But what about...butterflies?! And ladybirds?! Just saw the summer's first butterfly this morning, it was so nice!
Also, a month and a half! Wow! Feels like it's been here for years! O__O
Butterflies are nice until you get up close. Those pretty wings belie their true natures.
Ladybirds (ladybugs over here <coccinellidae, for you biologists>) are nasty. I used to be okay with them, until a swarm of them got into our dirty laundry, one day. That was not a fun occasion.
Yes, our little community is quite a bustling place now. And troll/spam-free since those first few "Gucci bag" attempts, which is rare.
But if you have any experience with how other online communities grow, do you know if this one has a typical growth rate? I noticed that early on, we were adding dozens of new members a day, and now we're lucky to get 2.
Also, we have about 40 members who haven't made any posts at all, and another 50-odd who've only done one. (In other words, very much a "long tail" of contributors.) Is that normal?
I read somewhere that for blog/Web pages (e.g. the Disqus threads to the main comic), you can assume for every 1 comment, there are between 10 and 20 other readers. If so, Minna's comic readership is quite healthy. I recognize a lot of Disqus posters, but many new names show up every day -- and for many of them, SSSS is the first/only Disqus post they've made. (I'm paying such close attention to community dynamics because I'm applying for jobs in the tech-marketing field, and I want to sound knowledgeable about social media. Unlike Sigrun, I can expect to be grilled about my experience *before* I get the job.)
I'm quite happy with how well the bot fix worked out.
Warning, wall of text inbound. Keep your TL;DR at the ready.That's all very normal, from what I've experienced. Those first couple of weeks on here had so many new members because I made sure to make lots of announcements in the comments, once I realized I was going to make it (if you look back at those pages where I got started, you'll see quite a bit of publicizing going on). So lots of people knew about it, but the activity was slow enough (on comic related topics, at least and, from what I've seen we actually had a relatively
fast start) in that time that a lot of people lost interest or forgot (that slow start, almost ironically, was what caused topics to move that slowly in the first place and make people forget, slowing it more...). It's why I made the "super-newbie" group. I wanted to be able to keep track of the non-posters efficiently.
As far as the current growth rate goes, we're still above average. The longest established forum I was a part of was lucky to get 2 new members in a month. That was the now-defunct SuckerPunch forums (RIP... :'(). Of course, you have to account for the publicity of the site. They made some fantastic games, but they had no significant advertising for a long time, so not many people knew about them. This is going to be a long paragraph... Once they
did get some advertising money (for their most recent game), and started an ad campaign, I showed up and stuck around, along with one other frequent user. Around the launch of the game, new members started showing up in droves, between 3 and 10 a day, for a couple of weeks, but most of them only made between 1 and 40 posts. Out of all of them, I can only think of one who became a regular user. He was delightful. In the 5 or 6 years it was around, the SP forum got several thousand members, but only a few hundred of them used it for more than a few weeks at a time. That place shut down because the studio was bought by Sony, so PlayStation assimilated the site into the PS forum.
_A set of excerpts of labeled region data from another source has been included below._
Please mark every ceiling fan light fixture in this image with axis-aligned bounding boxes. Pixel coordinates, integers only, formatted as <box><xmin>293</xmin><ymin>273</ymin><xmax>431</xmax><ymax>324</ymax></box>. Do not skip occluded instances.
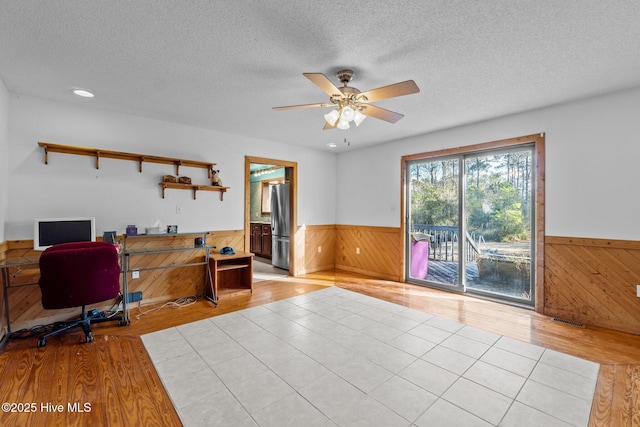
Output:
<box><xmin>337</xmin><ymin>119</ymin><xmax>350</xmax><ymax>130</ymax></box>
<box><xmin>324</xmin><ymin>110</ymin><xmax>340</xmax><ymax>126</ymax></box>
<box><xmin>340</xmin><ymin>105</ymin><xmax>356</xmax><ymax>122</ymax></box>
<box><xmin>353</xmin><ymin>110</ymin><xmax>367</xmax><ymax>126</ymax></box>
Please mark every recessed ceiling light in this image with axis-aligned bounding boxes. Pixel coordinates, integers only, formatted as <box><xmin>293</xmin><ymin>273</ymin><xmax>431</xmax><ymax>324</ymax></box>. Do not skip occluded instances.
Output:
<box><xmin>73</xmin><ymin>89</ymin><xmax>93</xmax><ymax>98</ymax></box>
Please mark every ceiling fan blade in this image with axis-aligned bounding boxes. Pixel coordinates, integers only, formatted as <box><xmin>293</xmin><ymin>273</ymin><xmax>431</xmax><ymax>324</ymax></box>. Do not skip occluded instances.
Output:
<box><xmin>322</xmin><ymin>122</ymin><xmax>336</xmax><ymax>130</ymax></box>
<box><xmin>272</xmin><ymin>102</ymin><xmax>334</xmax><ymax>110</ymax></box>
<box><xmin>302</xmin><ymin>73</ymin><xmax>342</xmax><ymax>97</ymax></box>
<box><xmin>360</xmin><ymin>80</ymin><xmax>420</xmax><ymax>102</ymax></box>
<box><xmin>361</xmin><ymin>105</ymin><xmax>404</xmax><ymax>123</ymax></box>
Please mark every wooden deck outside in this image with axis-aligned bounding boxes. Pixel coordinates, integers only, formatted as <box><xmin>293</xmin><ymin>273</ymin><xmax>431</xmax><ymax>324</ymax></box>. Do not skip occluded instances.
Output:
<box><xmin>416</xmin><ymin>258</ymin><xmax>531</xmax><ymax>301</ymax></box>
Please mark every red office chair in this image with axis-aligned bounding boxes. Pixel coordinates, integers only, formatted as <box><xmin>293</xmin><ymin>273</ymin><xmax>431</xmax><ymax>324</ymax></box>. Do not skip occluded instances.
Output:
<box><xmin>38</xmin><ymin>242</ymin><xmax>128</xmax><ymax>347</ymax></box>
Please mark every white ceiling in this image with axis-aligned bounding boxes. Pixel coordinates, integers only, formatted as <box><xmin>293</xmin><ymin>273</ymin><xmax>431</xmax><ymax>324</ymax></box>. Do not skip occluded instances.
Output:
<box><xmin>0</xmin><ymin>0</ymin><xmax>640</xmax><ymax>151</ymax></box>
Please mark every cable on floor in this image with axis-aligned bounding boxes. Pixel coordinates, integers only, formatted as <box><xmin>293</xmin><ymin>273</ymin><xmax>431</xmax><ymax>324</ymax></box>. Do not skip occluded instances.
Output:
<box><xmin>136</xmin><ymin>297</ymin><xmax>198</xmax><ymax>320</ymax></box>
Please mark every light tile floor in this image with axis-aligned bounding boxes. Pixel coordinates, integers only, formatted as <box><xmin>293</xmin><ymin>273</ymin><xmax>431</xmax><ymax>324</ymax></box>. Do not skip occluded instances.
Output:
<box><xmin>142</xmin><ymin>287</ymin><xmax>600</xmax><ymax>427</ymax></box>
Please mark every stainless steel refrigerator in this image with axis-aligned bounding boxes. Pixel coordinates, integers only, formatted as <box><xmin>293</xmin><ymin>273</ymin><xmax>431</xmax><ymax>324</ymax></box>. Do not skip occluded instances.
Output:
<box><xmin>271</xmin><ymin>184</ymin><xmax>291</xmax><ymax>270</ymax></box>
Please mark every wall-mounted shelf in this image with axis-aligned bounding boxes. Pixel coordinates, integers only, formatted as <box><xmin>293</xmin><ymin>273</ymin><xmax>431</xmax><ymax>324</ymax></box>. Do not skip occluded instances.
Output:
<box><xmin>160</xmin><ymin>182</ymin><xmax>230</xmax><ymax>201</ymax></box>
<box><xmin>38</xmin><ymin>142</ymin><xmax>219</xmax><ymax>177</ymax></box>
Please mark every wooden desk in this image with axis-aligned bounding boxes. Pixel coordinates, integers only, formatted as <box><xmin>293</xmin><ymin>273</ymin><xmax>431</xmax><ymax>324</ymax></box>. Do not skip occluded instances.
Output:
<box><xmin>205</xmin><ymin>251</ymin><xmax>253</xmax><ymax>302</ymax></box>
<box><xmin>0</xmin><ymin>256</ymin><xmax>40</xmax><ymax>338</ymax></box>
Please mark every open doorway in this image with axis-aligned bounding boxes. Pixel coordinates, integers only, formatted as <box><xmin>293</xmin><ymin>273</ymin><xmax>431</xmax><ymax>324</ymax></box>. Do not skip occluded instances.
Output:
<box><xmin>244</xmin><ymin>156</ymin><xmax>297</xmax><ymax>280</ymax></box>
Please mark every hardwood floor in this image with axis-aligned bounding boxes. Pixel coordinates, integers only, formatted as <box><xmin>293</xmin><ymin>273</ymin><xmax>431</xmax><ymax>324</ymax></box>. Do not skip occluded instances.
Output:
<box><xmin>0</xmin><ymin>270</ymin><xmax>640</xmax><ymax>427</ymax></box>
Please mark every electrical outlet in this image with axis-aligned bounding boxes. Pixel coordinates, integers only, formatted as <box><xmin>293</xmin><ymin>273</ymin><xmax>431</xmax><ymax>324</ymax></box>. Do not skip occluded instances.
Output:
<box><xmin>127</xmin><ymin>291</ymin><xmax>142</xmax><ymax>302</ymax></box>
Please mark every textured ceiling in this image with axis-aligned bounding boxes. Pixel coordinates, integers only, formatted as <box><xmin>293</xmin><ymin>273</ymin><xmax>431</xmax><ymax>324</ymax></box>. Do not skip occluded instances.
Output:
<box><xmin>0</xmin><ymin>0</ymin><xmax>640</xmax><ymax>151</ymax></box>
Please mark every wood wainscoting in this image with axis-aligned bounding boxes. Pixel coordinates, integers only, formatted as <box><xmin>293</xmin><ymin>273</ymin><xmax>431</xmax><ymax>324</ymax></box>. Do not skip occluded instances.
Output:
<box><xmin>293</xmin><ymin>224</ymin><xmax>336</xmax><ymax>276</ymax></box>
<box><xmin>544</xmin><ymin>236</ymin><xmax>640</xmax><ymax>335</ymax></box>
<box><xmin>336</xmin><ymin>225</ymin><xmax>404</xmax><ymax>281</ymax></box>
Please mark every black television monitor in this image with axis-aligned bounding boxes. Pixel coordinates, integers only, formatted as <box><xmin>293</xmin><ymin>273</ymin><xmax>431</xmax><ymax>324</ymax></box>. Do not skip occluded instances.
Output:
<box><xmin>33</xmin><ymin>217</ymin><xmax>96</xmax><ymax>251</ymax></box>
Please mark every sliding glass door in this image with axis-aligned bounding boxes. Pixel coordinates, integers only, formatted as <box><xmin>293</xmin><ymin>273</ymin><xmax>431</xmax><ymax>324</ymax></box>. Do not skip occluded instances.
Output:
<box><xmin>407</xmin><ymin>158</ymin><xmax>463</xmax><ymax>289</ymax></box>
<box><xmin>406</xmin><ymin>144</ymin><xmax>535</xmax><ymax>306</ymax></box>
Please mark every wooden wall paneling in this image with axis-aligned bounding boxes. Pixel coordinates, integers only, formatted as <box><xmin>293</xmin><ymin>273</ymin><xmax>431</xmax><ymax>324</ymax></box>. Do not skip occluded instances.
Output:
<box><xmin>295</xmin><ymin>225</ymin><xmax>336</xmax><ymax>275</ymax></box>
<box><xmin>544</xmin><ymin>236</ymin><xmax>640</xmax><ymax>334</ymax></box>
<box><xmin>336</xmin><ymin>225</ymin><xmax>403</xmax><ymax>281</ymax></box>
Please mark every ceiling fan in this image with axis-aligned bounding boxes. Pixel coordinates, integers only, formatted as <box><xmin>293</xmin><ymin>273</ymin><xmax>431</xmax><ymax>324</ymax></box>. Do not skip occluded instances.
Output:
<box><xmin>273</xmin><ymin>70</ymin><xmax>420</xmax><ymax>130</ymax></box>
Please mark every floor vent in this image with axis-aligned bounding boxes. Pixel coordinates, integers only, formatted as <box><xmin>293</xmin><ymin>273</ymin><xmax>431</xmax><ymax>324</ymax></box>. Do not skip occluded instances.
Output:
<box><xmin>551</xmin><ymin>317</ymin><xmax>585</xmax><ymax>328</ymax></box>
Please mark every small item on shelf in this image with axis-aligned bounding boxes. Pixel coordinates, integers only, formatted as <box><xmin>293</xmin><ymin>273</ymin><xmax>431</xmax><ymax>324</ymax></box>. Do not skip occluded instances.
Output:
<box><xmin>211</xmin><ymin>169</ymin><xmax>222</xmax><ymax>187</ymax></box>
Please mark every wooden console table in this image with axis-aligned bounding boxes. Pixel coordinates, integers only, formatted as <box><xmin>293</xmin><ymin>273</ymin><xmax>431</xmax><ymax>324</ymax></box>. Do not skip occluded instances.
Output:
<box><xmin>122</xmin><ymin>231</ymin><xmax>217</xmax><ymax>321</ymax></box>
<box><xmin>205</xmin><ymin>251</ymin><xmax>253</xmax><ymax>302</ymax></box>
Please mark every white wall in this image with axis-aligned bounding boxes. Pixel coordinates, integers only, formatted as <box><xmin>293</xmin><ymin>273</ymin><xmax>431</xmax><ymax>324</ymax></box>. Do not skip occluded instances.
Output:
<box><xmin>0</xmin><ymin>79</ymin><xmax>9</xmax><ymax>242</ymax></box>
<box><xmin>336</xmin><ymin>89</ymin><xmax>640</xmax><ymax>240</ymax></box>
<box><xmin>7</xmin><ymin>94</ymin><xmax>336</xmax><ymax>241</ymax></box>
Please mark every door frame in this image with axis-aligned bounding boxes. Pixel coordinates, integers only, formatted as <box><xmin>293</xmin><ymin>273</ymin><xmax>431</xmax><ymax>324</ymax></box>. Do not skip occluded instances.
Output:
<box><xmin>244</xmin><ymin>156</ymin><xmax>298</xmax><ymax>276</ymax></box>
<box><xmin>399</xmin><ymin>133</ymin><xmax>545</xmax><ymax>313</ymax></box>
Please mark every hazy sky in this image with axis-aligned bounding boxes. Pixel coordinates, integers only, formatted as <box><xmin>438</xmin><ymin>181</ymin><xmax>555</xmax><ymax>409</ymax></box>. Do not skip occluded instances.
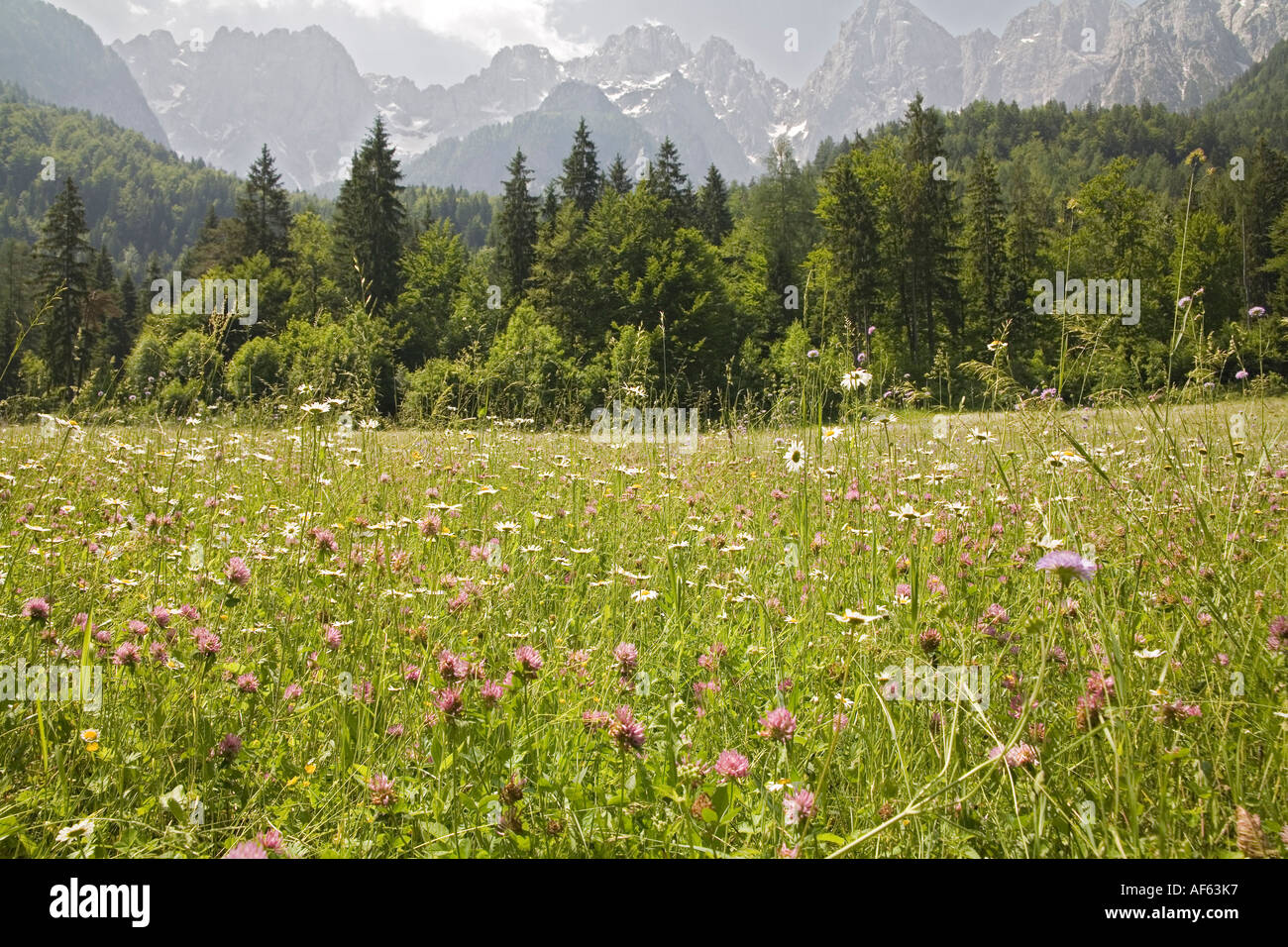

That place has... tens of thousands of users, and gets lots of new ones every hour (I hesitate to say hundreds of thousands, because orders of magnitude quickly escalate into hyperbole
).
Considering the number of donators in both of Minna's indiegogo campaigns, I'd say we're still gaining members at an unprecedented rate, though it fits within the 10-20 rule you stated. This is, after all, a rather obscure forum for one of the more well known members of an
extremely obscure pastime. Webcomics aren't the most popular kind of media, and there's a definite oversaturation of them right now. Just check TWC. A lot of comics don't even use that site at all, but they still have
a lot registered in their database. All in all, I'd say we're doing quite well here.
Wall of text: passed. Proceed with normal foruming.Also, concerning the SuckerPunch forums (from the wall of text you skippers): That place was very different from here, lots of sarcasm and stupidity, but everyone was just playing, and not very serious. At the same time, we had a "Religion and Politics" thread, and we were mature enough to avoid getting the thread get nuked by the mods. The community was tight, and had some very cool members. It closed down the day before I came back to college, two weeks before I started this, and nobody made the move over to the PS forums. I wasn't expecting it to hit me quite so hard, but it actually made me pretty sad to see that place go. Some of us still keep in contact, but we're never going to get any new members again; that community's days are numbered. I brought some pieces of that place to here when I made the forum. The Art Museum, the setup for the GDB we're using now that caught on so well, and the music thread, are a few of the things I knew I would want here, that I found on there.